2. That the Court will not reject any defence that is served after the expiration of the prescribed time limit for the delivery of defence. There are two possible reasons for this;


a. That defence has been filed and served though late.


b. That the Claimants failed to act swiftly to filed application for default judgment after expiry of 28 days allowable by Rule 5.37 to filed a defence.


3. There ought to be evidence of explanation and reasons for the delay in not filing defence within time concern.


4. The question of whether there is merit in the defence.


7. To distinguish this case from that of Koroi, I noted there are discrepancies as to dates alluded in paragraph one of that judgment. However, on thing stands out clear is that summons were filed on 26th January, 2001, memorandum of appearance was filed on 8th March 2001 (one month, ten days late), and defence was filed on 18th April 2001 (further 2 months and 22 days late).


8. In this case, the First and Second Defendants were late 7 month to file their defence. In my opinion, Rule 9.17 is quite simple; if Defendant does not file and serve response or defence within 28 days required by Rule 5.37, and there is proof of service by sworn statement, the Claimant may apply to Court for default judgment. In my respectable view, principle requirements in (1) (2) and (4) above are requirements necessary for consideration at the application to set aside default judgment. At this stage, the Court is only legally persuaded to look at the delay and reasons for the delay and whether to accept it or not. I think that is the simple and literal exponent of Rule 9.17. To go beyond is an attempt to complicate a simple application. Orders for default judgment are not ultimatum and do not conclude a cause of action. The Defendant can come back to court and apply to set aside the default judgment orders. It would be then viewed as proper time to raise issues in (1),(2) and (4) as in paragraph 6 above.

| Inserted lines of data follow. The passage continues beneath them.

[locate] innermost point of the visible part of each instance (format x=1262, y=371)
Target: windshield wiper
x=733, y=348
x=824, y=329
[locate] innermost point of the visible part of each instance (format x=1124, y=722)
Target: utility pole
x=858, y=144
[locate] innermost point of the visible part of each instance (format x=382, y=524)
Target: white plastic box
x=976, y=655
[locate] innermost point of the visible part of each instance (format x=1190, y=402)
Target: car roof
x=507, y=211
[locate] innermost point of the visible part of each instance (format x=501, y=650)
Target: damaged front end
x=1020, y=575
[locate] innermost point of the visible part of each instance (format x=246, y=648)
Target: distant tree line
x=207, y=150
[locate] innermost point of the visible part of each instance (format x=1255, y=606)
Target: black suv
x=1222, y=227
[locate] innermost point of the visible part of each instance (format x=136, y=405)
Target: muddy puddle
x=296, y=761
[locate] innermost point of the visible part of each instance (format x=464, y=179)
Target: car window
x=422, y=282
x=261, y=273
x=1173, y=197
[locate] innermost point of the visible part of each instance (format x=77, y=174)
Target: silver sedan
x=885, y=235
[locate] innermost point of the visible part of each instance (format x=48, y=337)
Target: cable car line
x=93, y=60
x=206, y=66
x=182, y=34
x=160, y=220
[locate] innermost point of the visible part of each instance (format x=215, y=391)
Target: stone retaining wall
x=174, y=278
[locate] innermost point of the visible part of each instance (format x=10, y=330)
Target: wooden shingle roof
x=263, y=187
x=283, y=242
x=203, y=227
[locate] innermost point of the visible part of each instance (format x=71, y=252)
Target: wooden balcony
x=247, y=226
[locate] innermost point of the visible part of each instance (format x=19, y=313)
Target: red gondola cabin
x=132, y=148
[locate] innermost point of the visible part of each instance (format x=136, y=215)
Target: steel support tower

Raising the issue of timber rights process:


9. This issue is raised at the submissions. I am cautious to say whether it is proper time to question the timber rights process. It may not be a proper route to assume now because time limitation could have rendered severe adverse effect on the proper path, that is, for either an appeal or claim for judicial review. In any event raising the issue outside of time limitation is in my opinion viewed as judicial review in disguise. I am not dealing with any of those issues now or even attempt venturing into it. However, the rest of the claim for trespass and damages are still on course.


Issue of delay:


10. Apart from attempting to gather supporting principles the most important issue in an application for default judgment is whether the Defendants have good reason for delay in filing a defence. Mr Rose on behalf of the First and Second Defendants submits that they have good reason for the delay. Paragraph 7 of sworn statement of Rex Soaika stated that the file was not received from the previous lawyers (Pacific Lawyers). And that they need time to peruse and where possible seek instruction or clarifications from clients before moving forward.


11. What indeed had transpired was that on 17th July, 2013, when the notice of change of advocate was filed; a defence if it was filed by then was already 6½ months late. There is no explanation from previous lawyers available. And explanation from current Counsel appears sloppy and cannot place delay in any level acceptable in the circumstances.


12. With all that I have said, I hereby grant the application as sought.


Orders:


1. Default judgment is entered for the Claimants against the First and Second Defendants.


2. Cost in the cause.


The Court.


[1] [2001] SBHC; HC-CC 007 of 2001 (23 April 2001).